Nory Kong is no stranger to fear. The 12th-grader lives in San Francisco's hard-edged Mission District, where just walking to school can be unnerving. "Every two blocks there's a different gang, and you have to worry about what color to wear," she explains.
Many urban students are continually confronted with fear - fear of gangs and of crime, fear fed by the overall sense of danger that pervades some neighborhoods. But that doesn't mean they were less shocked than other US schoolchildren by the events of Sept. 11.
"In my neighborhood, I've seen people shot, but I've never seen thousands die like that," says Nory, a student at Gateway High School. "You could never expect to see a thing like that."
It's a paradox of urban education. Some students who have regular exposure to fear can be especially vulnerable to the feelings of insecurity sparked by cataclysmic events, experts say. But their responses can be unusually mature, too. And the fact that their schools are already engaged in helping them cope with various dangers - from crime and gangs to the possibility of being caught up in an instance of racial profiling by the police - means they may have lessons to offer students and educators around the country.
"The kids I work with have lived with violence all their lives, but they were devastated by this [terrorism]," says Julie Landsman, who taught for more than 20 years in Minneapolis inner-city schools and now serves as a writer-in-residence for several of them. What has impressed her, however, is the enormous sense of compassion many of these students develop.
"They were extremely empathetic," she says, referring to the reactions her students shared on the day of the terrorist attacks.
But the reactions were also complex, she adds. "These kids are used to exploring things that are complicated, because that's the way their lives are," Ms. Landsman says. "They don't rush to simplistic explanations or definitions of things."
Especially when the topic turns to thoughts of retaliation or revenge, she says, these students seem to grasp quickly that there is no monolithic enemy out there. "They understand the differences within groups," she says, in part because schools in Minneapolis now serve many immigrant groups, including large numbers of Somali and Hmong students. "They know, for instance, that not all the Somali kids are alike and that there are many differences that exist among them."
At one of the schools where Landsman has worked, there was a student enrolled for a time whose father had ties to the Taliban. The students who knew him, she says, were particularly capable of forming nuanced views of the current political situation.
In some ways, Landsman says, urban schools in tough neighborhoods have an edge in helping their students through days like Sept. 11. Teachers and administrators often have already worked to turn their classrooms into close-knit environments where the children can feel safe.
"Because there's been such a conscious attempt to build a community, kids in these classes can talk about these hard things more easily and more quickly," she says.
'Too close to home'
But sometimes children already exposed to violence can be prone to making uncomfortably close connections to events such as the terrorist attacks.
Joseph Lee is a fifth-grader who attends the Children's Charter School in an inner-city neighborhood of Baton Rouge, La.

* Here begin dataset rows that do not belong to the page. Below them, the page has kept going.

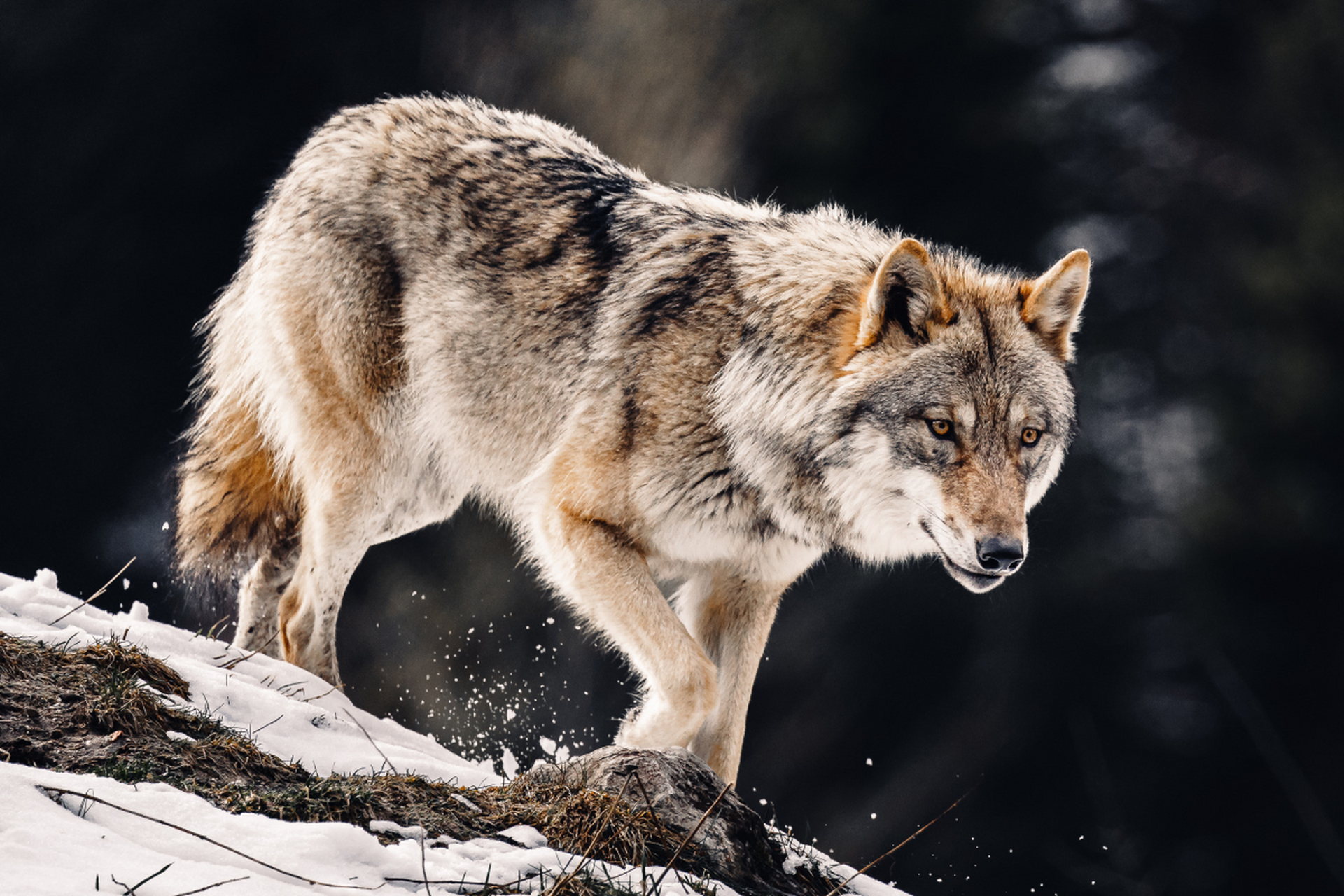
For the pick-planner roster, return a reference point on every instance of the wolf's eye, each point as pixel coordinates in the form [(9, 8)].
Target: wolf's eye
[(941, 429)]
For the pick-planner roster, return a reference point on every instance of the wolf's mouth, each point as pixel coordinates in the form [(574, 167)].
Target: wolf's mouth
[(977, 582)]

Joseph says he was a bit nervous on the streets even before the attacks, but finds himself particularly so now.
"Somebody like a terrorist might just come around and put a gun in my face," he says. "I feel more scared."

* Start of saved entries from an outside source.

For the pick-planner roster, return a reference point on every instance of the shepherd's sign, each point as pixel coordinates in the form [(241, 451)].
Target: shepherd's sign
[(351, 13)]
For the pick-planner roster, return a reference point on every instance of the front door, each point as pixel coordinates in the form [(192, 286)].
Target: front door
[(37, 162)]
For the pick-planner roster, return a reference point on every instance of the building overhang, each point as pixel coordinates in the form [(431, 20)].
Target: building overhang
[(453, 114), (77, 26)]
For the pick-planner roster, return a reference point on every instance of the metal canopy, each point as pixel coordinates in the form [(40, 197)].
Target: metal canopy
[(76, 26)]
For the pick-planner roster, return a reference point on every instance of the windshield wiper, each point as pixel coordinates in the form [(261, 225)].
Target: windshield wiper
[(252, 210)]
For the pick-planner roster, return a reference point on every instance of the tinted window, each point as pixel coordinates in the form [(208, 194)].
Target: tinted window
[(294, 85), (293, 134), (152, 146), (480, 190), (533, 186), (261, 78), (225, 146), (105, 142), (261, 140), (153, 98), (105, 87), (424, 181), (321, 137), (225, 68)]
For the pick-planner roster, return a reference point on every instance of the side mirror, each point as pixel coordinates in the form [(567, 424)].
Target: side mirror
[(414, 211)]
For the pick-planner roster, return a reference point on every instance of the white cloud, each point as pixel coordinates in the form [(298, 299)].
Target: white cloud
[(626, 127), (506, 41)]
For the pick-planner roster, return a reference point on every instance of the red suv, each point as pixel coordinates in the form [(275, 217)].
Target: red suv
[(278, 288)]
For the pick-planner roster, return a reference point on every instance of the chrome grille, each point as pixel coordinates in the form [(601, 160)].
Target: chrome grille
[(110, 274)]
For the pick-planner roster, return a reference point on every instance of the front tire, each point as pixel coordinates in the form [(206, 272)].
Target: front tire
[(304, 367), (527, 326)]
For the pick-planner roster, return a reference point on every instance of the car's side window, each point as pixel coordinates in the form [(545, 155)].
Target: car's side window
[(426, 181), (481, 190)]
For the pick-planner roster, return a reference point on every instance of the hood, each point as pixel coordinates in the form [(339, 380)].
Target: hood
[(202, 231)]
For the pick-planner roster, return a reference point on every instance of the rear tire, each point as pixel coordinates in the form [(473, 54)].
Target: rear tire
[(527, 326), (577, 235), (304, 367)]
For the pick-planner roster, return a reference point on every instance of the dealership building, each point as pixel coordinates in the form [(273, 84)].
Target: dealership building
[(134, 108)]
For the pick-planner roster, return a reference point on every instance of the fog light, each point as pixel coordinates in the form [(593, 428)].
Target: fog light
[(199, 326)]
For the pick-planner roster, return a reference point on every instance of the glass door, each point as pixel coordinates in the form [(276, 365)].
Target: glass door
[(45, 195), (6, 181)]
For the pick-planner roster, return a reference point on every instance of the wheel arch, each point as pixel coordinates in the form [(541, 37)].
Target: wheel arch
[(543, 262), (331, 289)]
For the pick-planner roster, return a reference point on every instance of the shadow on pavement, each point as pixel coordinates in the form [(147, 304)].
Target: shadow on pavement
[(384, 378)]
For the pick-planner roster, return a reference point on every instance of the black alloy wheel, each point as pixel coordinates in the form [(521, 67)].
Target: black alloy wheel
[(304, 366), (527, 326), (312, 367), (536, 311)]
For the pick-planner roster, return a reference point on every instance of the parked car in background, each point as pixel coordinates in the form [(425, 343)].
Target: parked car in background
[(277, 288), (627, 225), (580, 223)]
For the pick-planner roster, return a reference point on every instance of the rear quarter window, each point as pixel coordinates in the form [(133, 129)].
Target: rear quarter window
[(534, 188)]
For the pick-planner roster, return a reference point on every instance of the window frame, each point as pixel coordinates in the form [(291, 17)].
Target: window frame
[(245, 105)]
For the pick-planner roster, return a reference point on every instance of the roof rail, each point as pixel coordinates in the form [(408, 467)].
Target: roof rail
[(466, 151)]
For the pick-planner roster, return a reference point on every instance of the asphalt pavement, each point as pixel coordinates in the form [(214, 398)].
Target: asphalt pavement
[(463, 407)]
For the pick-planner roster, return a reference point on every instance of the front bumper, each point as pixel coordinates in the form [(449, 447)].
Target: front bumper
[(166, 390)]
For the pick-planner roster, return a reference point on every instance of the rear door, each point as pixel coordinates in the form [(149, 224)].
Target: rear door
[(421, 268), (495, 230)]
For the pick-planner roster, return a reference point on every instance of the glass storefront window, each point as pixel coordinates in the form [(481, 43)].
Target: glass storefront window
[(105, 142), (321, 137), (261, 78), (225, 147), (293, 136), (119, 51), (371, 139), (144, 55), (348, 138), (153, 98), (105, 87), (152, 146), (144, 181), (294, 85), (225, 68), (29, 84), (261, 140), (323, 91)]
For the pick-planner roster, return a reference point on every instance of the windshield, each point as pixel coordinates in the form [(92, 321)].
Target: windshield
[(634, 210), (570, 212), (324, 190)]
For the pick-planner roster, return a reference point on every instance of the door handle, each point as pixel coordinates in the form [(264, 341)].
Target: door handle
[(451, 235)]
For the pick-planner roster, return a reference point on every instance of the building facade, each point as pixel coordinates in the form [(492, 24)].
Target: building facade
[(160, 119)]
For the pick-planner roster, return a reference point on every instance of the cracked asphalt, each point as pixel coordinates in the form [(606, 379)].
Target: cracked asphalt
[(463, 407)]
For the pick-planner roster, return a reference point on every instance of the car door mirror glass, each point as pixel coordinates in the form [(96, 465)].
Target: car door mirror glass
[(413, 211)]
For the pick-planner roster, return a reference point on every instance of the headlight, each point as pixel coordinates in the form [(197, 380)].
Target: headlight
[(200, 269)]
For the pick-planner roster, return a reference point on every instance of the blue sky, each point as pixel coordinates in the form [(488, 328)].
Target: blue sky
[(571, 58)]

"It's too close to home for these kids," says Caryla Griffin, a mother whose daughter is a third-grade student at the same school. "They have gunshots and people killed in the neighborhood, and then they're trying to figure out the relationship to this."

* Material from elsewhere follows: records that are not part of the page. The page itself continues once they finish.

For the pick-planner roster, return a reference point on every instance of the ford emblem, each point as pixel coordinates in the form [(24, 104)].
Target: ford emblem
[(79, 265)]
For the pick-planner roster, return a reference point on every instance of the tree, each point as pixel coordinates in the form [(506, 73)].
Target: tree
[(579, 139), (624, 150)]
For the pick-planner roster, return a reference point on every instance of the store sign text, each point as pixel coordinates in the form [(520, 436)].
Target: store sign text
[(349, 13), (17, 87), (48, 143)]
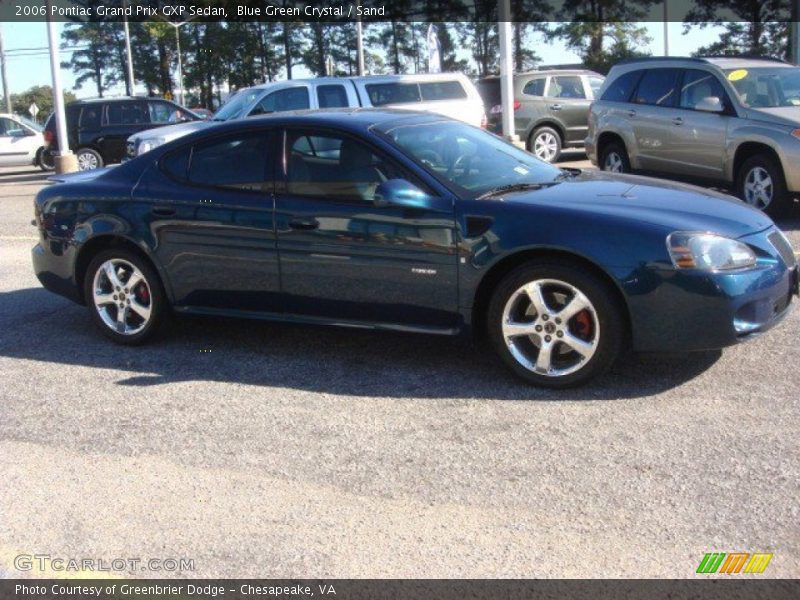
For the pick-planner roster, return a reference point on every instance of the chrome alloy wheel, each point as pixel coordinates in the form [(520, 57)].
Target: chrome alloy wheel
[(613, 163), (550, 327), (545, 146), (758, 188), (122, 296), (87, 161)]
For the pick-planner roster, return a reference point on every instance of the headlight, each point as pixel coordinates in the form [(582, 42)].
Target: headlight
[(147, 145), (708, 252)]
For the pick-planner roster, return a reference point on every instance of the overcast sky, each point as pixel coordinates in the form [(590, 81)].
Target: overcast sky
[(27, 71)]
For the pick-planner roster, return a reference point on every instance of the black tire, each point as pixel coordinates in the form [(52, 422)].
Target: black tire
[(549, 134), (607, 317), (156, 296), (615, 149), (781, 201), (44, 160), (89, 156)]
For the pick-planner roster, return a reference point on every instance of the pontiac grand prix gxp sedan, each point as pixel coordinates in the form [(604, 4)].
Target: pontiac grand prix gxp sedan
[(412, 222)]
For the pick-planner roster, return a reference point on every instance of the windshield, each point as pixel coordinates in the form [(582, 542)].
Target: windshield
[(234, 108), (471, 159), (767, 87)]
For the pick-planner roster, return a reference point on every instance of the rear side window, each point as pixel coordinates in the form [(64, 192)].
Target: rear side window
[(126, 113), (621, 88), (442, 90), (332, 96), (699, 85), (381, 94), (90, 117), (535, 87), (657, 87), (566, 86)]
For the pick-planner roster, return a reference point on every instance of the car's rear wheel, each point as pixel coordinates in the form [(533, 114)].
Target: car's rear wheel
[(545, 144), (88, 159), (761, 185), (124, 295), (555, 324), (615, 158)]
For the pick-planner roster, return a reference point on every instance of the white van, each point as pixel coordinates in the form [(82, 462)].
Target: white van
[(449, 94)]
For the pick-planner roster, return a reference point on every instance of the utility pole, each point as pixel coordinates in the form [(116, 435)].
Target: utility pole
[(6, 91)]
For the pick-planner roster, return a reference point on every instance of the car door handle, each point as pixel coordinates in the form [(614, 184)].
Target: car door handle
[(163, 211), (303, 223)]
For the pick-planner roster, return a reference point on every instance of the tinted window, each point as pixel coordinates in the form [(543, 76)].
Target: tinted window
[(442, 90), (698, 85), (657, 87), (283, 100), (90, 117), (566, 86), (535, 87), (621, 88), (239, 162), (126, 113), (392, 93), (331, 96), (336, 167)]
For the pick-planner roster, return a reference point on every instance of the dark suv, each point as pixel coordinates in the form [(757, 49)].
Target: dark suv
[(97, 129)]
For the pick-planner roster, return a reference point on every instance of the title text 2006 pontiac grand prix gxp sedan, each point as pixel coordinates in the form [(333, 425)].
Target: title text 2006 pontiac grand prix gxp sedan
[(413, 222)]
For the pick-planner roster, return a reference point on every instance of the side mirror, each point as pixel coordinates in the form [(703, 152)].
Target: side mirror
[(400, 192), (710, 104)]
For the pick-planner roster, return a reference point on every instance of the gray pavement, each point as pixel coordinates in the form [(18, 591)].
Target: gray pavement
[(268, 450)]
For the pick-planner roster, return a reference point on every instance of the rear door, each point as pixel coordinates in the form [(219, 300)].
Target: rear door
[(566, 101)]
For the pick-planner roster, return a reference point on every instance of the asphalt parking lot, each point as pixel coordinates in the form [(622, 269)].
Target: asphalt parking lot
[(270, 450)]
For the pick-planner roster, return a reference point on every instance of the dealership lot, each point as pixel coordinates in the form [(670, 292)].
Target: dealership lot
[(268, 450)]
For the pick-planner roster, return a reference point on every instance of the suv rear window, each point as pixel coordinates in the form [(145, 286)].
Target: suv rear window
[(657, 87), (442, 90), (392, 93), (620, 89)]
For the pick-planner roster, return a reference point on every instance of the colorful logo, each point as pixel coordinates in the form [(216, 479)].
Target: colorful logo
[(734, 562)]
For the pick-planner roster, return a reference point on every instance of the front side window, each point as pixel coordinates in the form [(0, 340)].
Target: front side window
[(657, 87), (381, 94), (335, 166), (282, 101), (621, 88), (126, 113), (473, 160), (697, 86), (566, 86), (240, 162), (332, 96), (535, 87)]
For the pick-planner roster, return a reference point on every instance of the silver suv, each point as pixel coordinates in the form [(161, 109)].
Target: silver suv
[(734, 121)]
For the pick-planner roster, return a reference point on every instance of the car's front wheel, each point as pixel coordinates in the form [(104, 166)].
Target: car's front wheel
[(88, 159), (124, 295), (761, 184), (555, 324)]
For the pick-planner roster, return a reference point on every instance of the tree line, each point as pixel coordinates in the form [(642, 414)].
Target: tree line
[(239, 54)]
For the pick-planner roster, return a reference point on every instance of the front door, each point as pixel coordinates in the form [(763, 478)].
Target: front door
[(345, 258)]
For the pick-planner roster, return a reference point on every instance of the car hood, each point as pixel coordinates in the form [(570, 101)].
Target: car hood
[(670, 205), (783, 115), (170, 132)]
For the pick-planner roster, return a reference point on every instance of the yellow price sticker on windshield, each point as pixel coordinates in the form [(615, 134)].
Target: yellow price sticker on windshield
[(737, 74)]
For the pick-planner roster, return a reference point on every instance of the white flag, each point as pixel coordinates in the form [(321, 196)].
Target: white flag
[(434, 50)]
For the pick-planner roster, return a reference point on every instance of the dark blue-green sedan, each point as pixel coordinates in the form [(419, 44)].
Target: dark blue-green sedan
[(412, 222)]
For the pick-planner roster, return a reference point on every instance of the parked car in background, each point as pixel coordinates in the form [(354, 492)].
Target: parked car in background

What concerns her most as a parent, she says, is that inner-city children face fear regularly and yet often receive very little support at school in coping with such feelings. "It's only talked about at times like this," she says. "But these children have to deal with it on an ongoing basis. It's really, really hard for some of them."
Many educators also fail to take into account the impact such an ongoing sense of insecurity can have on academic performance, says Peter Thorp, principal of San Francisco's Gateway High School.
For some students, academic achievement becomes secondary to survival. When students are fearful, he adds, it can also be harder for teachers and administrators to create the kind of trustful environment that permits effective learning to take place.
Such conditions don't exist only in urban areas. "So many schools are battle zones rather than places of refuge for kids," Mr. Thorp says.
That's why it's essential that in times of peace and not just at moments of crisis, educators focus harder on ensuring that the students they work with are not feeling intimidated by events taking place around them. All schools should place a premium on creating a strong sense of community, and using the classroom as a safe place to allow students to share feelings, he says.
"Schools need to acknowledge that some percentage of kids wake up every day in circumstances that don't make them feel secure," he says.
For some students, that's a condition that needs to be dealt with year-round, and not just during moments of national crisis.